Blocking IL-6 down-regulates PD-L1 expression and mitigates pulmonary fibrosis by inhibiting the STAT3 signaling pathway

Abstract

Pulmonary fibrosis is a fatal lung disease. Owing to its unknown pathogenesis, treatment options are limited. Interleukin (IL)-6, a multifunctional cytokine, is overexpressed in pulmonary fibrosis and may contribute to its development through multiple pathways, mainly the signal transduction and transcriptional activator 3 (STAT3) signaling pathway. Moreover, programmed cell death ligand 1 (PD-L1), an immune checkpoint molecule, is crucial in immune regulation and also shows abnormal expression in pulmonary fibrosis, potentially involved in fibrogenesis. PD-L1 may be regulated by IL-6 in pulmonary disorders. Given the pivotal role of IL-6 and PD-L1 in the pathogenesis of pulmonary fibrosis, this study aimed to explore the effect and mechanism of blocking IL-6 on PD-L1 expression and pulmonary fibrosis.
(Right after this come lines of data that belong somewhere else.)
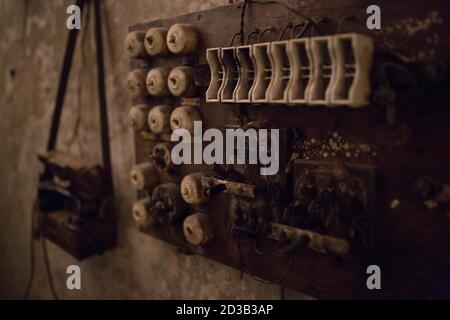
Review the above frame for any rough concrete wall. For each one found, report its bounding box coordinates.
[0,0,303,299]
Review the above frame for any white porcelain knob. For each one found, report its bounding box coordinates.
[146,67,169,97]
[130,162,159,190]
[167,66,195,97]
[180,172,209,204]
[170,106,202,134]
[132,198,152,226]
[125,31,147,58]
[183,213,214,245]
[126,69,147,99]
[128,104,150,131]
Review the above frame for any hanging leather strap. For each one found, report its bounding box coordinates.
[44,0,113,196]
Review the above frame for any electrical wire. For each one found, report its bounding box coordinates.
[231,225,296,284]
[240,0,249,46]
[249,0,314,24]
[253,238,287,256]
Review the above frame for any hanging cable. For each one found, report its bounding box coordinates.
[41,235,59,300]
[68,2,91,157]
[249,0,314,23]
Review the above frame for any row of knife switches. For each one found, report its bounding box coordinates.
[206,33,373,108]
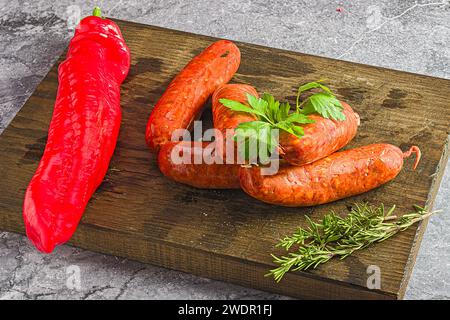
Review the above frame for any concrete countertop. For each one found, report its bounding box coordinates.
[0,0,450,299]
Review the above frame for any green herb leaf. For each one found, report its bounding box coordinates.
[219,99,264,117]
[234,121,278,163]
[266,203,437,282]
[302,92,345,121]
[296,81,345,121]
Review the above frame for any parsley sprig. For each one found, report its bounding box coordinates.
[267,203,438,282]
[220,81,345,160]
[297,81,345,121]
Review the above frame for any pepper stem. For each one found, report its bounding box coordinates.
[92,7,102,18]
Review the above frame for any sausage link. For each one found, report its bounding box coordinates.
[158,141,239,189]
[158,84,258,189]
[146,40,241,150]
[239,144,420,207]
[279,102,359,166]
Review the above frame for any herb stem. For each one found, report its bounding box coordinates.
[267,203,438,282]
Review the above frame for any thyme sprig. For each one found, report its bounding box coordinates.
[267,203,437,282]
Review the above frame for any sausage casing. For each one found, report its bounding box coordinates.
[279,102,359,166]
[146,40,241,150]
[239,144,420,207]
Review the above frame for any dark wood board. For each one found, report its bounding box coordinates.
[0,21,450,299]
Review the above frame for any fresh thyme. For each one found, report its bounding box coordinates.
[267,203,435,282]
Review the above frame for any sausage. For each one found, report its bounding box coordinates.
[158,141,240,189]
[239,144,420,207]
[146,40,241,151]
[278,102,359,166]
[158,84,258,189]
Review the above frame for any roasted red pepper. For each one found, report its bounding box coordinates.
[23,8,130,252]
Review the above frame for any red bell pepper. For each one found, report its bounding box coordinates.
[23,8,130,253]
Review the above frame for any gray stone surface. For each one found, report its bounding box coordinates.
[0,0,450,299]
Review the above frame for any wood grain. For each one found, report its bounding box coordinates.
[0,21,450,299]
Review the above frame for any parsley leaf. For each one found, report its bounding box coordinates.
[302,92,345,121]
[297,81,345,121]
[219,81,345,163]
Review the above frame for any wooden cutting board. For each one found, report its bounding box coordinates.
[0,21,450,299]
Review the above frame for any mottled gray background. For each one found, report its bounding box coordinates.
[0,0,450,299]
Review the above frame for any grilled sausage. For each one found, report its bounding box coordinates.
[158,141,243,189]
[158,84,258,189]
[279,102,359,166]
[239,144,420,207]
[146,40,241,151]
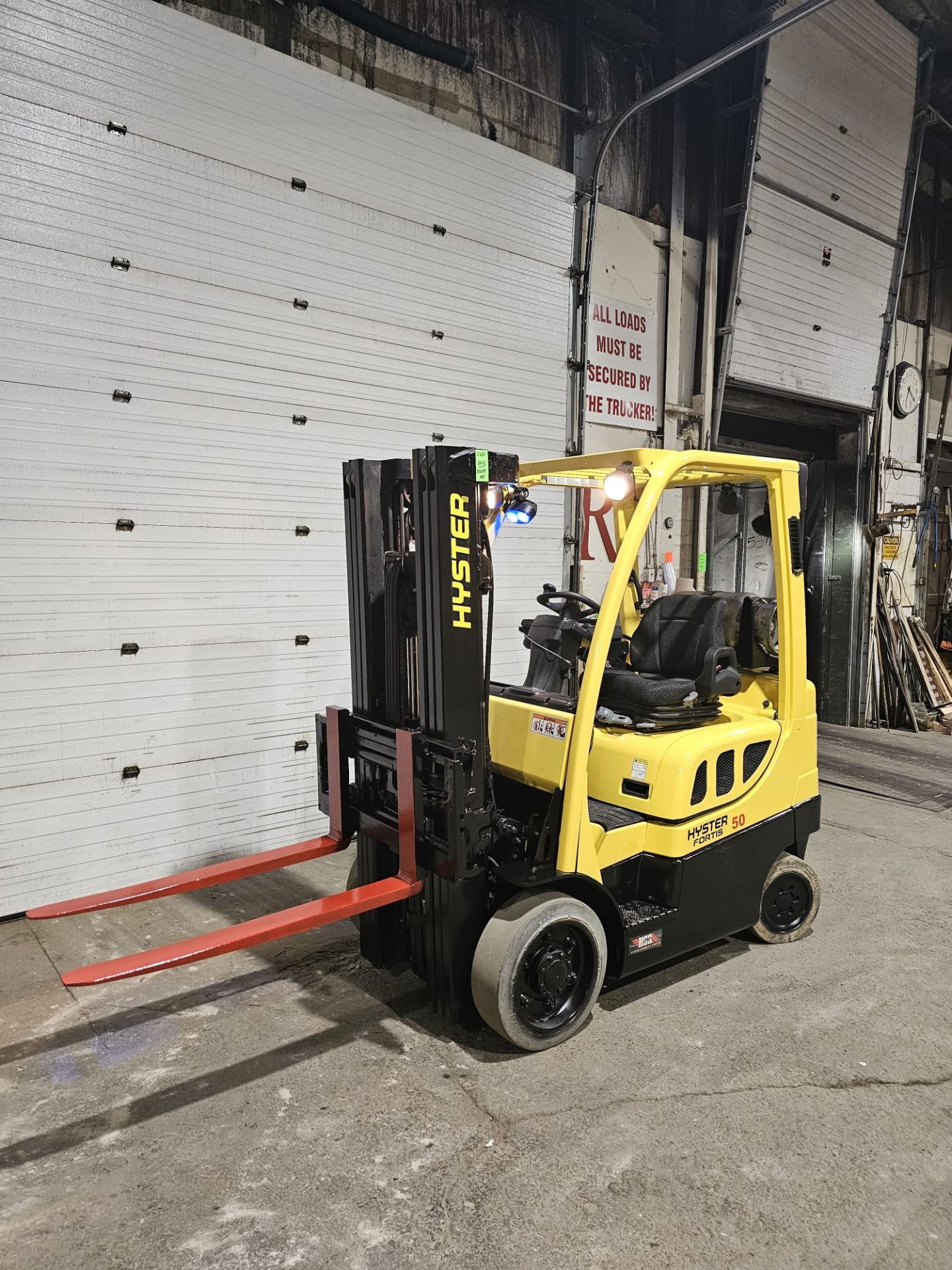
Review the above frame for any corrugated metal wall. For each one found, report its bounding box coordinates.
[0,0,574,913]
[729,0,918,409]
[160,0,673,216]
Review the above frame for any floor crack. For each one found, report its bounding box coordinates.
[508,1074,952,1126]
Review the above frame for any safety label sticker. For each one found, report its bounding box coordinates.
[532,715,566,740]
[628,931,661,952]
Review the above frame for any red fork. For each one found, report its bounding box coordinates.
[26,837,346,921]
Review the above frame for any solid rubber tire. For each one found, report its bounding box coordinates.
[471,890,608,1052]
[748,851,820,944]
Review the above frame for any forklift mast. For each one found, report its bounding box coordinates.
[317,446,518,1019]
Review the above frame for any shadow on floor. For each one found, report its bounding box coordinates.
[0,872,762,1169]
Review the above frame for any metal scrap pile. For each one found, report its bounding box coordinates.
[867,565,952,734]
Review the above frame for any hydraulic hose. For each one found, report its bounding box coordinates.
[315,0,476,75]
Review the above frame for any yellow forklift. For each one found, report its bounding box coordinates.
[28,446,820,1050]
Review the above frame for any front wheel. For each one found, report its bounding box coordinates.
[472,890,608,1050]
[749,851,820,944]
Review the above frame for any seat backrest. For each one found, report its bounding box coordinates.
[628,591,727,679]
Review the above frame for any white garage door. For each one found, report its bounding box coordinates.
[729,0,918,409]
[0,0,573,913]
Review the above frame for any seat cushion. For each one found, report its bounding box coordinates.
[598,671,695,714]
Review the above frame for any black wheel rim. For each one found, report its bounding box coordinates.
[513,922,595,1035]
[760,872,814,935]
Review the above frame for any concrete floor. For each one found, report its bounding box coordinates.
[0,730,952,1270]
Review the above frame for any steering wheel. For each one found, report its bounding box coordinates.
[536,581,602,622]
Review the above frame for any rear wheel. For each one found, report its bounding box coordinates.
[472,890,608,1050]
[750,851,820,944]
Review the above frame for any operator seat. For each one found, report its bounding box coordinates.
[598,591,741,732]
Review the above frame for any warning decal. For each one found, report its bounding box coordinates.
[628,931,661,952]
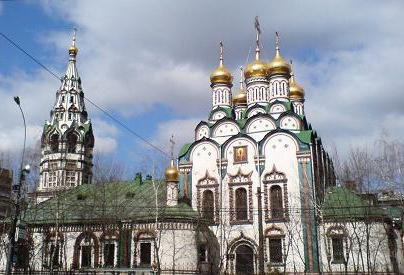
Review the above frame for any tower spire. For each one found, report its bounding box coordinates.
[219,41,223,67]
[254,16,261,60]
[69,28,79,58]
[275,32,281,54]
[240,66,244,90]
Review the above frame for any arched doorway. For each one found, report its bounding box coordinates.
[236,244,254,275]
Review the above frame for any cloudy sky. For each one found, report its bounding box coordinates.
[0,0,404,170]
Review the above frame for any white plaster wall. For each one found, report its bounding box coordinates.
[159,229,198,270]
[280,116,300,130]
[262,133,304,271]
[247,81,269,107]
[246,117,276,142]
[190,142,220,210]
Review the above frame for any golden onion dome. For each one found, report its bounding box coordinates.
[233,90,247,106]
[244,59,268,79]
[210,64,233,85]
[289,68,304,100]
[69,46,79,55]
[268,32,291,77]
[165,160,179,182]
[210,41,233,85]
[233,67,247,106]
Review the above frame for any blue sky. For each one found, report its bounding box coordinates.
[0,0,404,179]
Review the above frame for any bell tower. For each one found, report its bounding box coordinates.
[36,30,94,202]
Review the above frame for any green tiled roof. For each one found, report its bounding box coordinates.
[178,143,192,158]
[322,187,386,219]
[23,180,197,225]
[296,130,313,143]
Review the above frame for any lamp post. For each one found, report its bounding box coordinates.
[6,96,30,275]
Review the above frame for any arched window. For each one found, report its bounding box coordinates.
[15,239,32,270]
[202,190,215,221]
[236,247,254,275]
[73,231,100,268]
[45,232,63,269]
[49,134,59,153]
[235,188,248,221]
[80,236,94,267]
[67,133,77,153]
[101,232,118,267]
[270,185,283,219]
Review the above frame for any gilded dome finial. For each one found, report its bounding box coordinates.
[268,32,290,77]
[210,41,233,85]
[244,16,268,79]
[69,28,79,56]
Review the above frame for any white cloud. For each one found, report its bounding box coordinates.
[94,136,118,154]
[153,118,200,155]
[0,0,404,162]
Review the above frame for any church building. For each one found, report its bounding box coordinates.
[0,20,404,274]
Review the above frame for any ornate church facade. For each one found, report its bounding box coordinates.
[0,24,404,274]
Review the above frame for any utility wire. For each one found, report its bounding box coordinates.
[0,32,170,158]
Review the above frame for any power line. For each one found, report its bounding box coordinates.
[0,32,170,158]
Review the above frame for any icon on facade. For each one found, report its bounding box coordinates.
[234,146,247,162]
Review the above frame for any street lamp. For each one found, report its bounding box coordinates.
[6,96,30,275]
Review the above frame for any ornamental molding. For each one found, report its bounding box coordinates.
[264,225,285,237]
[196,169,218,187]
[228,167,253,185]
[263,164,288,183]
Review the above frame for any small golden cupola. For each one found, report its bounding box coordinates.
[289,60,304,100]
[268,32,290,77]
[210,41,233,86]
[165,159,179,182]
[233,67,247,120]
[233,67,247,106]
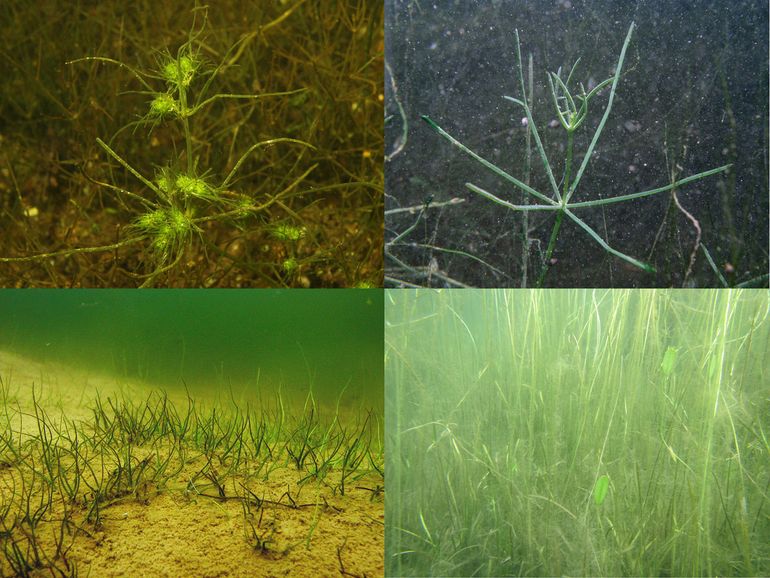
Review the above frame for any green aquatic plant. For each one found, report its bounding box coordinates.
[594,474,610,506]
[0,8,315,286]
[0,377,384,576]
[385,290,770,576]
[422,22,731,287]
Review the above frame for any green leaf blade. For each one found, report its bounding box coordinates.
[594,475,610,506]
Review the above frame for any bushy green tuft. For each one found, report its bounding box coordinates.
[273,220,307,241]
[161,54,200,88]
[150,93,179,118]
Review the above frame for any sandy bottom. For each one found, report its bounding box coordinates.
[0,352,384,577]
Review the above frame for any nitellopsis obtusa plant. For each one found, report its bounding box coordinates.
[0,8,315,286]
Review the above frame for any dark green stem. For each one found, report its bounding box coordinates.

We established the pulmonary fibrosis model by instilling bleomycin (BLM) intratracheally into mice and stimulating human fetal lung fibroblasts 1 (HFL1s) with transforming growth factor-beta 1 (TGF-β1). Upon inhibition of IL-6 signaling or reduction of PD-L1 expression, we analyzed the tissue morphology, protein expression and function. We observed elevated expression of IL-6 and PD-L1 in pulmonary fibrosis models. Blocking IL-6 relieved BLM-induced lung tissue destruction, diminished collagen production and deposition and inhibited the expression of alpha smooth muscle actin (α-SMA), Vimentin, and Collagen I. Blocking IL-6 could reverse fibroblast-to-myofibroblast transformation induced by TGF-β1 in HFL1s via inhibiting the STAT3 signaling pathway. Interestingly, targeting IL-6/STAT3 signaling could also down-regulate PD-L1 expression. Inhibiting PD-L1 could mitigate pulmonary fibrosis. Our findings provide new molecular targets for exploring the pathogenesis and treatment of pulmonary fibrosis.